In a three-way primary, Becker won with 11,194 votes to Scaturro's 8,241 and Dan Maloney's 3,192. McCarthy beat Becker in the general election 94,483 votes to 81,718.

===2012===
A federal court unexpectedly ordered the primary for Congress take place on June 26, yielding a very low turnout. With only 7% of registered Republicans voting, Becker narrowly won the primary with 6,836 votes to Scaturro's 5,531. Nonetheless, Scaturro won the Conservative Party primary by a write-in vote—a first in the modern history of New York State for an electoral district that size. In the general election, Scaturro won 15,603 votes on the Conservative line, despite the absence of a get-out-the-vote drive, the effects of Hurricane Sandy, and a national Democratic wave. Scaturro's success on a minor party line was greater than that of any congressional candidate in the 4th District since 1986. He also received over 40% more votes within the district on the Conservative Party line than Republican-Conservative presidential candidate, Mitt Romney, and U.S. Senate candidate, Wendy Long.

===2014===
On October 21, 2013, Scaturro announced he would run again to challenge Congresswoman Carolyn McCarthy to represent New York's 4th Congressional District. News media reported McCarthy, a nurse and lifelong smoker, was suffering from lung cancer, and on January 8, 2014, she announced that she would not seek reelection. Democrats then announced their bid to win this open "purple" seat. Syndicated columnist Michael Barone wrote that Scaturro "has a serious chance to win the Republican as well as Conservative nomination this year... [in what] could be a much more seriously contested seat than it was [in 2012]."

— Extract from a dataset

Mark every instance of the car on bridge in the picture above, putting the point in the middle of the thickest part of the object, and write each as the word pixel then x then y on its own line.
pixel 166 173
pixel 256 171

On January 29, 2014, Democrat and Nassau County District Attorney, Kathleen Rice, announced she would run for the 4th District seat. It was reported she would face a primary contest from Nassau County legislator Kevan Abrahams. Rice was endorsed by nine-term incumbent McCarthy. As of the January 31, 2014, FEC filing deadline, Scaturro was the only Republican candidate to have raised money, with over $113,000 cash on hand.
The Nassau County Republican Committee and the Conservative Party both nominated Bruce Blakeman to face Rice but Scaturro primaried Blakeman and lost badly. Blakeman beat Scaturro in every town and won by over 30 points.